また、PARはPAR/PC、PAR/PET、PAR/PAなどのアロイ製品の形態で利用されることが多い。例えば、ポリアリレートとポリカーボネートをアロイ化(混合)することにより、耐熱性、耐衝撃性、成形性を兼ね備えたアロイ製品が得られ、射出成形で加工する際には、成形品の表面外観が良好で生産性の向上を図ることができる。

■市場規模推移及び予測(2005~2008年、2010年 世界/国内需要)

単位:t、%
  2005年 2006年見込 2007年予測 2008年予測 2010年予測
世界販売数量 1,800 1,860 1,920 1,980 2,120
前年比 103.3 103.2 103.1
国内販売数量 1,250 1,260 1,270 1,290 1,330
前年比 100.8 100.8 101.6
国内販売比率 69.4 67.7 66.1 65.2 62.7
出所:富士経済
ポリアリレート(PAR)樹脂はユニチカが独自に開発したスーパーエンジニアリングプラスチックスで、ユニチカのみが「Uポリマー」の商品名で事業展開している。

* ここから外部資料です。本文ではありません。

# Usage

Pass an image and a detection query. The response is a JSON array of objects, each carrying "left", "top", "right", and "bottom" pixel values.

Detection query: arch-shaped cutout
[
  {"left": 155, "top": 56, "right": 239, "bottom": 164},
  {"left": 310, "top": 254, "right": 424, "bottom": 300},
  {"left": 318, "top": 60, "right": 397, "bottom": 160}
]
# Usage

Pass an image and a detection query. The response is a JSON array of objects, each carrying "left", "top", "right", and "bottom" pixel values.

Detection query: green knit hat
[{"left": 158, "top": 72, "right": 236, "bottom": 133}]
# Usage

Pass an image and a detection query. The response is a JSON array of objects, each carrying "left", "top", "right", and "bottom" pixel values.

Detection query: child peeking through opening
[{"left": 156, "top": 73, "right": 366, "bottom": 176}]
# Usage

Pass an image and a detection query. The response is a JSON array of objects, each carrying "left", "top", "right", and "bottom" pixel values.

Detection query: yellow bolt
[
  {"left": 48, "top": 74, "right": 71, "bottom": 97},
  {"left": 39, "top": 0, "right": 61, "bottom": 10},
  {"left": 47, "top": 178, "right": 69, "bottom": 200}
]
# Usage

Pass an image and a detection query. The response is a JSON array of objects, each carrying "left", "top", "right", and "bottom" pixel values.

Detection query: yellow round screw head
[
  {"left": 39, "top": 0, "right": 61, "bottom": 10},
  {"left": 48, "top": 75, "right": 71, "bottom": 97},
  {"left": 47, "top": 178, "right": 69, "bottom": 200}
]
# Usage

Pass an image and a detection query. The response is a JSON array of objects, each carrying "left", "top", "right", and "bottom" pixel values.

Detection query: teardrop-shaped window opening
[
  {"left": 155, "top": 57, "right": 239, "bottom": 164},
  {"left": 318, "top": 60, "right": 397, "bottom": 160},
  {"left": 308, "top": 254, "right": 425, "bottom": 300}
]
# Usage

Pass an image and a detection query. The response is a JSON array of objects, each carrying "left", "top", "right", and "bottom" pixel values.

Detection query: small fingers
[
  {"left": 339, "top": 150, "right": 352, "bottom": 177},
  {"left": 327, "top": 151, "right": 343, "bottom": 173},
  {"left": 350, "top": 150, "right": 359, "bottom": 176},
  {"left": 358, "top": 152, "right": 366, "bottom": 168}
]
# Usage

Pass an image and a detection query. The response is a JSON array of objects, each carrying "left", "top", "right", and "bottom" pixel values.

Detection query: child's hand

PARの地域別販売量は、2005年では日本が約7割を占め極めて多くなっている。その他、アメリカやアジア地域では自動車部品、電気・電子部品を中心に需要が伸びている。世界需要は前年比3%台の伸長率で成長している。

2005年のポリアリレート樹脂の世界販売数量は1,800tで販売金額は33億円である。2010年には38億円(2005年比1.15倍)に拡大すると予測している。

■参入企業とメーカーシェア(2005年 世界需要)

メーカー名 販売数量ウェイト(%)
ユニチカ 100
合 計 100
出所:富士経済
世界市場から見てもユニチカ1社がPAR樹脂を販売展開している。基本グレードにはU-100が上市されており、透明耐熱グレード(Pシリーズ)、透明耐薬品グレード(Uシリーズ)などがラインアップされている。

■今後の動向

これまでは、PAR樹脂をアロイ化することによって新製品が開発されてきたが、近年はPAR自体の光学特性、耐熱性などの特性を高めるための技術開発が行われている。

また、ユニチカは高機能ポリマーを開発するために試験プラントを新設している。